Abstract

Networks of near-surface climate stations often produce samples of air temperature that are spatially uneven and sparse. Spatial samples of air temperature, as a result, affect both the regional depiction of air temperature anomalies and large-scale spatial averages. A resampling procedure is used here to illustrate the general problem of how spatially variable station networks can influence estimates of climatic change. As an example, the warm air temperature anomalies that occurred during 1988 are resampled using station networks from other years.
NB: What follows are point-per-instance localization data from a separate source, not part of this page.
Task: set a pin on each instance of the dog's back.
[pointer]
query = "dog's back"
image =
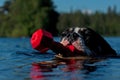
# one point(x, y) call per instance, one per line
point(92, 43)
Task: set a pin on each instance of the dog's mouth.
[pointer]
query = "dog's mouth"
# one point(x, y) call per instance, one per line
point(74, 39)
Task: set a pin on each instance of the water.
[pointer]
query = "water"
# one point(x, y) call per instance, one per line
point(17, 56)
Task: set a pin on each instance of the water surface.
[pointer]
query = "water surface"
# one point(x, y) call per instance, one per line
point(17, 56)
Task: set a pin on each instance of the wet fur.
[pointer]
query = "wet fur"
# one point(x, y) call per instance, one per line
point(95, 42)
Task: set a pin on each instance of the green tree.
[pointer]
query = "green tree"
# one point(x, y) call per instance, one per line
point(26, 16)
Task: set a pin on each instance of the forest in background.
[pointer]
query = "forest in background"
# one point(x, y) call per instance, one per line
point(20, 18)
During 1988, areas in North America and northern Asia experienced very warm conditions, producing a terrestrially averaged air temperature anomaly of over 0.4°C. If the 1988 air temperature anomalies were resampled using the 1981 station network, the warm event in northern Asia would not have been detected due to missing air temperatures over northern Russia during 1981. As a result, the 1981 station network would have estimated the 1988 terrestrial air temperature anomaly to be 0.25°C. Alternatively, the station network of 1888 was biased toward areas that had warm 1988 air temperatures and would estimate the 1988 air temperature anomaly to be 0.52°C. In addition to problems in estimating the terrestrially averaged air temperature anomaly, regional climatic variability is altered by resampling the 1988 anomalies with other networks. The sampling problems illustrated here also show the importance of having free and open exchanges of data worldwide. National networks of climatic stations are crucially important not only in the analysis of regional climatic variability, but also in the detection of global-scale climatic change.